新たなスポーツとして、最近話題の対戦型のコンピューター・ゲーム「eスポーツ」。
2022年のアジア大会では、正式競技に採用されることになっています。
このeスポーツにいま、熱中しているのが障害のある人たちです。
これまでの放送
eスポーツに目覚めた障害者たち
eスポーツ 夢中になって取り組む患者たち
心身に、重い障害がある人たちが入院する北海道・八雲町の国立八雲病院。
作業療法室には、ゲームを映し出すモニターがずらり。
「いけいけ!」「惜しい!!」患者さんたちが、夢中になってeスポーツに取り組んでいます。
この病院では、体が不自由でもゲームを楽しめるように、患者の障害にあわせてさまざまなデバイスを作ってきました。
口の動きで操作できるジョイスティックや、わずかな力で押すことができるボタン。
こうしたデバイスは、病院スタッフのお手製です。
残された体の機能を使って、好きなことに取り組む意欲を持ち続けてもらおうと、徹底したサポートを続けています。
作業療法士 田中栄一さん
「どうせ手が動かないからゲームはやらないんだって、以前はそういう子もいたんです。
それが今では、工夫すればできるようになるかもしれないとか、どうせ○○だからやらないというふうな感じじゃなくなってきた。」
この病院で一番のeスポーツプレーヤーは、吉成健太朗さん(23歳)。
徐々に筋力が低下していく難病「脊髄性筋萎縮症」を患っています。
子どものころから、ゲームが大好きだった吉成さん。
病気の進行とともに体が動かなくなり、ゲームがしづらくなっていました。
わずかに動かすことができる指先を使い、ゲームの腕を上げてきました。
eスポーツプレーヤー 吉成健太朗さん
「ゲームの中では新しく能力を得たり、努力が結果に結びつくという道筋が見えている。
それが次も頑張ろうという、モチベーションになっている。」
サポートに乗り出す業界も
ゲーム業界も、障害のあるプレーヤーのサポートに乗り出しています。
サポート担当
「最近なにか困っていることとかありませんか。」
テレビ電話を使って、八雲病院のeスポーツプレーヤーたちに問いかけるのは、大手ゲーム会社のサポート担当者。

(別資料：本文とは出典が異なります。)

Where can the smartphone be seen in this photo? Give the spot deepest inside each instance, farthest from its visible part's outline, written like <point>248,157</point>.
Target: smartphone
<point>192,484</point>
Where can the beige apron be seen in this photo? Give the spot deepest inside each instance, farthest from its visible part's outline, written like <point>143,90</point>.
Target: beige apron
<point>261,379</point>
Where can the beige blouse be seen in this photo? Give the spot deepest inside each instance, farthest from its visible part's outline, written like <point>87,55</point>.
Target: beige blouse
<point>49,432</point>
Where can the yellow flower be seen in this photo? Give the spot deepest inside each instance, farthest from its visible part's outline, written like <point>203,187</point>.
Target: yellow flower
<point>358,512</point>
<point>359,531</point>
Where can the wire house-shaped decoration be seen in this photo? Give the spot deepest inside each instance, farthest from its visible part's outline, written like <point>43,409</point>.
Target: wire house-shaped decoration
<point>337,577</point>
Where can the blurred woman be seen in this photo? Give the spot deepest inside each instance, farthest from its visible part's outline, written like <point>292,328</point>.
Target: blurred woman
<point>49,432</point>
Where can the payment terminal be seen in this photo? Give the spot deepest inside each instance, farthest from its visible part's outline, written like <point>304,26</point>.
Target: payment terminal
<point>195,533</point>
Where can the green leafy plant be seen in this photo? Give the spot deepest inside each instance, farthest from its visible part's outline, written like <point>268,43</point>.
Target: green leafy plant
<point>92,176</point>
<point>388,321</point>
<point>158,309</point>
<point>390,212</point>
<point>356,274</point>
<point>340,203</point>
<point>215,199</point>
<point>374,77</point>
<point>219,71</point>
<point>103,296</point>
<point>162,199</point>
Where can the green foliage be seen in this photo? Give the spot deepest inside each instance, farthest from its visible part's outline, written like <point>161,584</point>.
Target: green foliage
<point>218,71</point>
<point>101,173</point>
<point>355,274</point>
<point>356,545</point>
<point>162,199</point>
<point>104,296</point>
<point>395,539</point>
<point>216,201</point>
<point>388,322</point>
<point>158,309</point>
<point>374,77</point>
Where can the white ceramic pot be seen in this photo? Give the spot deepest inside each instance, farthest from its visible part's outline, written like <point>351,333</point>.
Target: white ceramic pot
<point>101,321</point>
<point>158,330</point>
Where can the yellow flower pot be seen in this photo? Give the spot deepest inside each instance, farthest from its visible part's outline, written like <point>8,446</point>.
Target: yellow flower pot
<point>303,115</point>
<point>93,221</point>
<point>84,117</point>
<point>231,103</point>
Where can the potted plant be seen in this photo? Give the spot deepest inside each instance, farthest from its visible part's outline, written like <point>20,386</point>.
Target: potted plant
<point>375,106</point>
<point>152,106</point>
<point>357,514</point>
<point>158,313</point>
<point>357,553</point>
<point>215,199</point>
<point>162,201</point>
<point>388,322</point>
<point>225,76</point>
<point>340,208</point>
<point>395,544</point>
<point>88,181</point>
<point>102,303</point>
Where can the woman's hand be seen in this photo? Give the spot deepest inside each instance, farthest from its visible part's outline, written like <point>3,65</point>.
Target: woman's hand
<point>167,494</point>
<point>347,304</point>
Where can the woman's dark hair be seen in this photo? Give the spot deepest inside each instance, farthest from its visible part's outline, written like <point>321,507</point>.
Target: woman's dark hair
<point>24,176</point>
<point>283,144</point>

より多くのユーザーに楽しんでもらうため、ソフトウェアの課題を洗い出しているのです。
介護施設にも、eスポーツは広まっています。
群馬県・伊勢崎市にある通所型の施設では、去年(2018年)「eスポーツ講習」を始めました。
専門のコーチが、レベルにあわせて個別指導。
プロのeスポーツプレーヤーから直接指導をうける機会も設けています。
未来の“トッププレーヤー”を生み出すことが、この施設の目標です。
eスポーツ コーチ 中村恭子さん
「障害者にeスポーツという文化を広めたい。」
「ほかの障害者の方にも、あっこういった道があるんだ。」と、知ってもらいたいということでした。
障害のあるプレーヤーの活躍に注目
今年(2019年)5月下旬、北海道の病院で入院生活を送る吉成さんに、ビッグニュースが届きました。
全国大会で準優勝した高校生チームに、ネットでの対戦を申し込んだところ、快く応じてくれたのです。
試合当日、落ち着かない様子の吉成さんでしたが、試合が始まると表情が一変。
デバイスを巧みに操作し、相手チームに挑みました。
全国準優勝の高校生たちに及びませんでしたが、大きな手ごたえをつかんでいました。
誰もが、対等に競い合うeスポーツ。
eスポーツが盛んなアメリカでは、障害のあるプレーヤーが大きな大会に出場し活躍するなど、注目を集めています。
日本でも今後、障害のあるプレーヤーの活躍の場が広がるかもしれません。